According to this Assistant Professor of International Law at the University of Lodz (Poland), in order to avoid any kind of pressure, all Internet regulatory bodies should systematically associate Tech and business actors, users, civil society, and governments and keep neutrality as a guiding principle.

Neutrality already faces several political and even physical obstacles. Not all countries are equal when it comes to accessing the Internet, said the speakers at the GEODE round table on “Internet sovereignty”. “There are countries like China and Russia that are trying to build a sovereign or at least autonomous Internet,” said Rachel Ann Hulvey, a doctoral student at the University of Pennsylvania’s Department of Political Science. A model that could spread to countries resistant to the international liberal order promoted by the designers of the network of networks. Even promoters of a free Internet, such as the United States, have sometimes erected digital walls, such as the banning of the Chinese applications TikTok and WeChat in 2020.

An Internet dead end

Countries on the periphery of the information highway, such as Kyrgyzstan, also have limited access, according to a field study by Kevin Limonier, deputy director of GEODE. Bordered in the South by the impassable Panshir mountains, dependent on Russia for its connection, this country suffers from very difficult conditions as soon as one moves away from its main urban centers.

Although it is not a dead end, Pakistan is also hampered in its development of the Internet by geopolitical conditions. Between two visits to the country, Nowmay Opalinski, an IFG Lab and GEODE PhD student, came to detail them. Pakistan is wedged between Iran to the west and India to the east, two countries with which Islamabad has few relations and whose infrastructure it does not use. In the north, a poor connection with China via the Himalayas opens up the country a little. The very mountainous north and west of the country are poorly served.

Pakistan depends on the sea to communicate with the world and its networks are highly concentrated along the Indus River, towards Karachi. The slightest flooding of the river that damages the cables has very serious consequences.

What is the future of the Internet, a strategic issue in terms of both infrastructure and content, an object of political and economic rivalry, and subject to both geography and governance choices? The participants in the last GEODE round table did not have a crystal ball but relied on their expertise to draw some conclusions.

The “black hole” of Cloud providers

Emile Aben, system architect/research coordinator at CCN RIPE, recalled that the Internet consists of 75,000 interconnected networks, serving 63% of the world’s population. While all of this works through decentralized protocols that ignore borders, the resources available to actors are not infinite. Therefore, he advocated for the strengthening of the resources of bodies such as RIPE NCC, which distribute them on a continental scale. At a time of energy shortages, this is an increasingly complex task.
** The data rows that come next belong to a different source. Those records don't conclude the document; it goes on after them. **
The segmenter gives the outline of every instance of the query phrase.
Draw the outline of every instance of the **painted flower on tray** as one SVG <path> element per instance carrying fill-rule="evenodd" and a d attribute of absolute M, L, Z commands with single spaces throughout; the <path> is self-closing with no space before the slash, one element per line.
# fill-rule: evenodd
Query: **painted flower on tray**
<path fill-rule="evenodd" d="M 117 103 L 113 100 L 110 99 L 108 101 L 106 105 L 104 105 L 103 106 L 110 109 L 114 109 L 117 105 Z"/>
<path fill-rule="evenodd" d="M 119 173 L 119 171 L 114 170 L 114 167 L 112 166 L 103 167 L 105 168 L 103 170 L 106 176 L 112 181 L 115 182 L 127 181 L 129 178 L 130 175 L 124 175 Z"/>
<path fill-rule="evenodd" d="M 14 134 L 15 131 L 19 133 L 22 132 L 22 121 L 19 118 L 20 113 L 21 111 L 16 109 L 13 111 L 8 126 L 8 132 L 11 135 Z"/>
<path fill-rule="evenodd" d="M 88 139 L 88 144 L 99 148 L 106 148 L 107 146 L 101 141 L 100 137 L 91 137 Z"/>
Francesca Musiani, a researcher at the CNRS, believes that certain forms of sovereign Internet will develop. Even in open societies, they respond to a need for citizen protection… and state control. How could national or regional infrastructures (like Gaia-X, the European Cloud project) shape the Internet? The researcher, who is also deputy director of the Center for the Sociology of Innovation (CSI), has indeed argued that states might want to turn their infrastructures into tools of governance.

A movement that will in any case have its limits, pointed out Loqman Salamatian, PhD student at Columbia University. Indeed, with the development of proprietary infrastructures, Cloud providers largely escape this kind of control. Even for traffic tracking, these rapidly expanding networks are a “black hole,” according to the researcher. The Internet will be more than ever a global battlefield in which the traditional players – states and supranational organizations – are no longer necessarily in a position of strength.